2012.07.05

【卓球】世界トップレベルの女子団体。メダルの可能性は?

  • 折山淑美●文 text by Oriyama Toshimi
  • photo by AFLO

女子団体チームを牽引するふたりのエース、石川佳純(左)と福原愛(右) 五輪正式競技になった88年ソウル大会から代表を送り込みながらも、まだ一度もメダルに届いていない日本卓球。ロンドン大会は、その夢を叶えられる可能性が高くなってきた。

 その一番手となるのが、女子団体だ。7月4日現在の国別ランキング2位の日本は、五輪でも第2シードになることが有力。そうなれば、決勝まで中国とは当たらない組み合わせになるからだ。さらに主力の石川佳純の世界ランキングは、中国勢と韓国の金璟娥に次ぐ6位。福原愛も7位と、最強・中国に次ぐ座をガッチリとキープしている。

 女子で唯一の五輪初出場となる19歳の石川だが、世界選手権には中学3年生の2007年から出場しているので、『経験不足』というハンデはない。その強さの源になっているのは、負けん気の強さと、度胸の良さである。

 それを感じさせた一例が、石川が「ロンドン五輪のシングルス出場を狙う」と決めてからの行動だ。シングルス出場の2枠は、2011年5月の世界選手権終了時で、各国ランキングの上位2名に与えられることになっていた。2010年7月の時点で、石川のランキングは34位。10位の福原や13位の平野早矢香に追いつかなければ、出場権は得られない。すると石川は、8月末の中国オープンを終えると、9月にもポルトガルとエクアドルのジュニアオープンに出場することを決断したのである。
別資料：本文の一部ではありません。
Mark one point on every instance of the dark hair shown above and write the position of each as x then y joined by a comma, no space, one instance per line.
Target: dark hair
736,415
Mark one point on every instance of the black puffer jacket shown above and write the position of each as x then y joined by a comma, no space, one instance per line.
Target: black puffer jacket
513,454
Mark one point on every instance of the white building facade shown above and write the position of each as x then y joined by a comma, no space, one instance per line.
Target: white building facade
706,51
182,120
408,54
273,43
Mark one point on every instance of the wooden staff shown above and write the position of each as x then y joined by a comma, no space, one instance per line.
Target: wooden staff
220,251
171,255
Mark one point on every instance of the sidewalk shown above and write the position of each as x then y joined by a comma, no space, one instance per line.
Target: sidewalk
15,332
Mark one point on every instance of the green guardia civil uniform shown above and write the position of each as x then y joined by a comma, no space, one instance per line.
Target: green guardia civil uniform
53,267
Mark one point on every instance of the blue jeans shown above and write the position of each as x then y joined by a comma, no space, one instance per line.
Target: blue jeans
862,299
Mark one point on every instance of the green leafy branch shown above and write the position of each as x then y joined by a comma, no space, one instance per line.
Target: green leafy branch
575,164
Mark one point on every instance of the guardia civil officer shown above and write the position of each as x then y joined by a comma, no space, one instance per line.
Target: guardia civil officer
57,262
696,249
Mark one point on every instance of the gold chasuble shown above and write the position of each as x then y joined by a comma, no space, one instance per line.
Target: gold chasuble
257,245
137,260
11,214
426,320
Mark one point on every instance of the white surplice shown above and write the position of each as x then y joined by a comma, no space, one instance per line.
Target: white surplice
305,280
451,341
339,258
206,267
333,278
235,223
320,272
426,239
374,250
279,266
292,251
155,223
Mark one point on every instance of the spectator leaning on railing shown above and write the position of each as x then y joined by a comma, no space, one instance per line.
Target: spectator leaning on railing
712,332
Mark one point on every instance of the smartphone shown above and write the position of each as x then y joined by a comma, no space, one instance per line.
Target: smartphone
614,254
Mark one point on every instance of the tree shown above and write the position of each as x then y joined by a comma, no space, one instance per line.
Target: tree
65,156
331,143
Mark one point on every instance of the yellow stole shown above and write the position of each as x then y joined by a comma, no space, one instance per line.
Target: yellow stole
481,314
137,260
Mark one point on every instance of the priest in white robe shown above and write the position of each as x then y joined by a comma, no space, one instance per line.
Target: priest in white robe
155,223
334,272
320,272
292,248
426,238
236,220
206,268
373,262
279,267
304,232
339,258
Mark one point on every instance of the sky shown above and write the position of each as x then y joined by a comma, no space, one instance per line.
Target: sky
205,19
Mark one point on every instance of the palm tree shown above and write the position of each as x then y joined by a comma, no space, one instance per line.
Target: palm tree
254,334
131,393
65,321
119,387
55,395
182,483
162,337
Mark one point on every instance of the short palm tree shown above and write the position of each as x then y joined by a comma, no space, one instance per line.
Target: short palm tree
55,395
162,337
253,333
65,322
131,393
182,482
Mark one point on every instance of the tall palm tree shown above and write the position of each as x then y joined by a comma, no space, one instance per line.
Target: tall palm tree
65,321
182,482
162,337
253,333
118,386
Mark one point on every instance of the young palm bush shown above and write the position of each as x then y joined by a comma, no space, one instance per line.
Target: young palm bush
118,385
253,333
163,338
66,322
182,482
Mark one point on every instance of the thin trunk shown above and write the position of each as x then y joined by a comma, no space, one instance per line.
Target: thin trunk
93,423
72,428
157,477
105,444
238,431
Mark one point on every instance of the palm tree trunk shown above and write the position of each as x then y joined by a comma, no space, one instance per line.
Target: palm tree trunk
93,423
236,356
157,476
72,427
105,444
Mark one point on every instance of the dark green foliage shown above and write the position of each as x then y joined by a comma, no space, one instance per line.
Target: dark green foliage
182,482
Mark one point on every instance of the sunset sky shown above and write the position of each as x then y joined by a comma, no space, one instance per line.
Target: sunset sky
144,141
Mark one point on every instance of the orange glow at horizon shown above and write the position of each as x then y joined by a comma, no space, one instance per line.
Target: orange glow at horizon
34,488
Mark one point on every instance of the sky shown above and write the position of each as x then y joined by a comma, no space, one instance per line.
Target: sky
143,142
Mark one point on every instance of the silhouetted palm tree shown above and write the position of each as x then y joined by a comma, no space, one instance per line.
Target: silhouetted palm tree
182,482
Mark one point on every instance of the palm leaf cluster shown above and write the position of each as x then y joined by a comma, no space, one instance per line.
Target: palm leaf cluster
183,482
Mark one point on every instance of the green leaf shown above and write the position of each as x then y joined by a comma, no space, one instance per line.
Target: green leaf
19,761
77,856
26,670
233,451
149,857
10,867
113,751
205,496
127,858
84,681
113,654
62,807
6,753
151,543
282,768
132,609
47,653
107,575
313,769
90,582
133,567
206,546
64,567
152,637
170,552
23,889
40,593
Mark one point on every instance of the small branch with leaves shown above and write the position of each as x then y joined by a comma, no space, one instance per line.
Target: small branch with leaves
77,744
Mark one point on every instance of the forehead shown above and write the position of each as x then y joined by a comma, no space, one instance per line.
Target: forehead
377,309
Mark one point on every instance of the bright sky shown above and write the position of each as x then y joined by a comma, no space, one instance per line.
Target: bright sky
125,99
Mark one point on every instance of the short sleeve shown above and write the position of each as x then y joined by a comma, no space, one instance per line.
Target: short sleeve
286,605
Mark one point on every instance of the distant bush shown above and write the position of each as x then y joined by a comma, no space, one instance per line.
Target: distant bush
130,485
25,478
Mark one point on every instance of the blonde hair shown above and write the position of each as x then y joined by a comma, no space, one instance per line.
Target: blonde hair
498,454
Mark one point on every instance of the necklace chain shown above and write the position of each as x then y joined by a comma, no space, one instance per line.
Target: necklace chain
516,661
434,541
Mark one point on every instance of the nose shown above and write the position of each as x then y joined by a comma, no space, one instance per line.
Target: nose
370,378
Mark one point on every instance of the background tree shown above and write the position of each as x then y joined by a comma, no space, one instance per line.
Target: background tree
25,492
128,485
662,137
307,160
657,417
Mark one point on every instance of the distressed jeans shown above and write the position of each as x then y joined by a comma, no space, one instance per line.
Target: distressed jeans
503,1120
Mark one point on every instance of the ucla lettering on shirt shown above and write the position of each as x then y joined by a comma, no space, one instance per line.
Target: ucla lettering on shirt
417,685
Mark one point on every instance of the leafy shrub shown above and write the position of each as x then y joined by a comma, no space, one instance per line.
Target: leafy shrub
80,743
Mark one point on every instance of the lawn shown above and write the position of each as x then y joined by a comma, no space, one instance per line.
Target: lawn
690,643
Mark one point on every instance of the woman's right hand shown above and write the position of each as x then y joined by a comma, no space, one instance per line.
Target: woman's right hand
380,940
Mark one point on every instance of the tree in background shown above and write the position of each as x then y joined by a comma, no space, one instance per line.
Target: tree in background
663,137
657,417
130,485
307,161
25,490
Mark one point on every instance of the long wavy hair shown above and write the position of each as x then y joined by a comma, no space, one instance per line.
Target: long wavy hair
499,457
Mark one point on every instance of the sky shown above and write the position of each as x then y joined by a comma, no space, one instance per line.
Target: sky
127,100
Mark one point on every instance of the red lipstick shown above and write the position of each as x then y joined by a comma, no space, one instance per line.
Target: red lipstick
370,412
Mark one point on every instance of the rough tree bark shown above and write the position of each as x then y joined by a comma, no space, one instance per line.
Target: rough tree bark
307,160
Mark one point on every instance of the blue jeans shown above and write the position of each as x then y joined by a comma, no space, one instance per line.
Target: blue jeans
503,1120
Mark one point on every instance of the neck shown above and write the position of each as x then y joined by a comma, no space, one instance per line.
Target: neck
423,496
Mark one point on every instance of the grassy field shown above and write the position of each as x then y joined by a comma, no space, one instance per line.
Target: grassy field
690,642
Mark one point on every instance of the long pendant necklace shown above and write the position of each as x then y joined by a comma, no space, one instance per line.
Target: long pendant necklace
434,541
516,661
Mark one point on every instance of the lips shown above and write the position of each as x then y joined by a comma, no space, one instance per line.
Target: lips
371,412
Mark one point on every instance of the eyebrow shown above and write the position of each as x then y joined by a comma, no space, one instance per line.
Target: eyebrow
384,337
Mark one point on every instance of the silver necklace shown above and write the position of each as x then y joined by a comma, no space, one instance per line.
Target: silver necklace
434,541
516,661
「(ジュニアオープンは)優勝しても8ポイントしか加算されないし、相手は格下だから負けたらランキングが下がってしまう。だけど五輪に出るためには、試合に行って全部優勝するしかない状況だったんです。エクアドルは気温が40度もある中での試合でしたが、あれを乗り越えて成長したと思う」と、母親の久美さんは言う。そして石川は、10月には世界ランキングを18位まで引き上げたのだ。
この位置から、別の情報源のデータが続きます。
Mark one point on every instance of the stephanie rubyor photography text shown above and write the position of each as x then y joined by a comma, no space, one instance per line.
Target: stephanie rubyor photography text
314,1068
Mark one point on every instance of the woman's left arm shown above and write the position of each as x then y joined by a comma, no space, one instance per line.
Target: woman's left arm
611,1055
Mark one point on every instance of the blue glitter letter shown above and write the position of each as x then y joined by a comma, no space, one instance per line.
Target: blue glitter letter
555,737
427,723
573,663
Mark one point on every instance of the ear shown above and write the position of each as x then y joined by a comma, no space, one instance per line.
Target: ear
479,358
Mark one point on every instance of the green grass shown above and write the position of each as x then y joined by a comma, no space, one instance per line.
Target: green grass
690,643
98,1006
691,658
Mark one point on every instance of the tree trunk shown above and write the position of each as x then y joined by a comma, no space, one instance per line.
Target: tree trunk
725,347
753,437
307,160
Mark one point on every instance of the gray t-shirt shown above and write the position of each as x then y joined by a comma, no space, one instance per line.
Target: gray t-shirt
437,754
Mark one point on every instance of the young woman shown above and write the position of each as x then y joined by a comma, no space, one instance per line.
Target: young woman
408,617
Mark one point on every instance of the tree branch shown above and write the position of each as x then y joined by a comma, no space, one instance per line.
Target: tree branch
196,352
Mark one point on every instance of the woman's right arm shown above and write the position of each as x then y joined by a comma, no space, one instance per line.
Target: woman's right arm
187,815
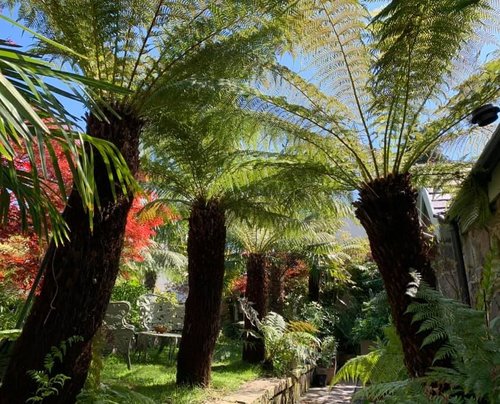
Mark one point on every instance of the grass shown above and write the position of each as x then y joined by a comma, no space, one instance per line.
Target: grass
155,377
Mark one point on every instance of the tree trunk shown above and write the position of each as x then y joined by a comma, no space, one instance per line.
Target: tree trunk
277,287
206,246
314,282
80,275
387,210
256,293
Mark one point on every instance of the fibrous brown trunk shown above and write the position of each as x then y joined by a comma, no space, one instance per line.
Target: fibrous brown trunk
314,282
79,276
256,293
388,212
206,246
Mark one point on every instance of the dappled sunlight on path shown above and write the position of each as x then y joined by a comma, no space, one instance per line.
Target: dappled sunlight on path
341,393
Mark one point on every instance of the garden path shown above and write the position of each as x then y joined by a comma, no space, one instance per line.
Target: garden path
341,393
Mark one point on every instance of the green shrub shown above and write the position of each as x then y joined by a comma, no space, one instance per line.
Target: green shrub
10,301
375,316
130,291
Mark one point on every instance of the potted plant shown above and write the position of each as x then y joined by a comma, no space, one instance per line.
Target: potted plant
326,364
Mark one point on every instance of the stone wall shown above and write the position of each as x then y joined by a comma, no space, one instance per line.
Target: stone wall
477,244
272,391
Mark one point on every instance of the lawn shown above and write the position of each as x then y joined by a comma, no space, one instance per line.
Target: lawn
155,376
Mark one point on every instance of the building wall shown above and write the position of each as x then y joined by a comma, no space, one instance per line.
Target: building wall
477,245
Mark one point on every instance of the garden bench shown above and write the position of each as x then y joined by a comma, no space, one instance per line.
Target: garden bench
117,332
162,322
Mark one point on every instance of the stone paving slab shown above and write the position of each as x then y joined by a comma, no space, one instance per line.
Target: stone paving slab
341,393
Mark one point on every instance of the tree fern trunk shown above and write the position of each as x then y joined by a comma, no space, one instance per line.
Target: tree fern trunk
387,210
206,246
79,278
314,282
277,287
256,293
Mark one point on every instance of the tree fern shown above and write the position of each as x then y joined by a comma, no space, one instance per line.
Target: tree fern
473,346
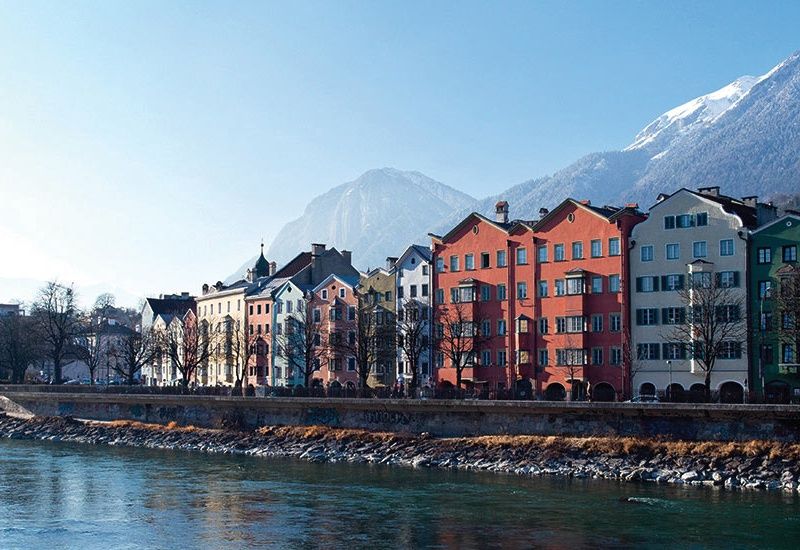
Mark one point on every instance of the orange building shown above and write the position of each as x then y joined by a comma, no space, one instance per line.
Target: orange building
581,304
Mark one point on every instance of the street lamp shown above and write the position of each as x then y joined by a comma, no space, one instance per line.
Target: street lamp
669,388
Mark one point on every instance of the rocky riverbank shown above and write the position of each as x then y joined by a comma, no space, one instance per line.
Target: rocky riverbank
753,465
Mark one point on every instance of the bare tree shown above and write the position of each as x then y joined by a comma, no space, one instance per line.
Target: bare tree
459,336
58,319
412,337
131,352
303,343
787,304
188,346
19,346
713,326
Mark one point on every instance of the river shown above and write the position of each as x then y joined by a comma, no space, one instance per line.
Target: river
58,495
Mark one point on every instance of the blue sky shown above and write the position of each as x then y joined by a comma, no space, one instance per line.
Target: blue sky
151,145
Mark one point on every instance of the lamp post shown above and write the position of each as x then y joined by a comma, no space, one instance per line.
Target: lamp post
669,388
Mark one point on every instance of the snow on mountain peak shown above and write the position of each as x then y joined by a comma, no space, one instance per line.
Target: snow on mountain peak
699,112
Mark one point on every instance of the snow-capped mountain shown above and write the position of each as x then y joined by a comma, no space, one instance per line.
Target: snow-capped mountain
744,137
375,216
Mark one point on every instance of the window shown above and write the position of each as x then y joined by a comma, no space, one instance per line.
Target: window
453,263
701,280
541,254
469,262
730,350
596,248
543,358
501,291
699,249
614,322
613,283
672,282
673,315
647,316
575,286
647,352
787,353
544,327
646,284
501,327
542,289
728,279
613,246
726,247
684,220
501,258
673,251
673,350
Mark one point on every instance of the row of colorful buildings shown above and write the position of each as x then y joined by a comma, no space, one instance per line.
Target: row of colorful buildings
585,302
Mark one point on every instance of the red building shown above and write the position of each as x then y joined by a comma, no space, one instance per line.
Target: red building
483,277
581,306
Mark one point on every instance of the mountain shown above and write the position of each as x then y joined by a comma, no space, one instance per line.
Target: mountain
743,137
377,215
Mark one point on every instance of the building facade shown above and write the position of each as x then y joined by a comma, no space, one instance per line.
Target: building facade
774,282
690,240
 また、試合中の度胸の良さも、半端ではない。父親の公久さんが「昔から、終盤で競っている状況で『他の選手なら打たないだろう』というような球でも、思い切って打っていった」と語るほど。初優勝した2011年1月の全日本選手権の決勝でも、対戦相手の藤井寛子から空振りを奪って優勝を決めたのは、試合で初めて使った新しいサーブ。村上恭和女子監督も「彼女の強さは新しいサーブをどんどん作り、それを試合でも攻めの姿勢でどんどん出せるところ。優勝を決めたシーンも、普段と逆に曲がるサーブで藤井の意表を突いた」と、その度胸に感心している。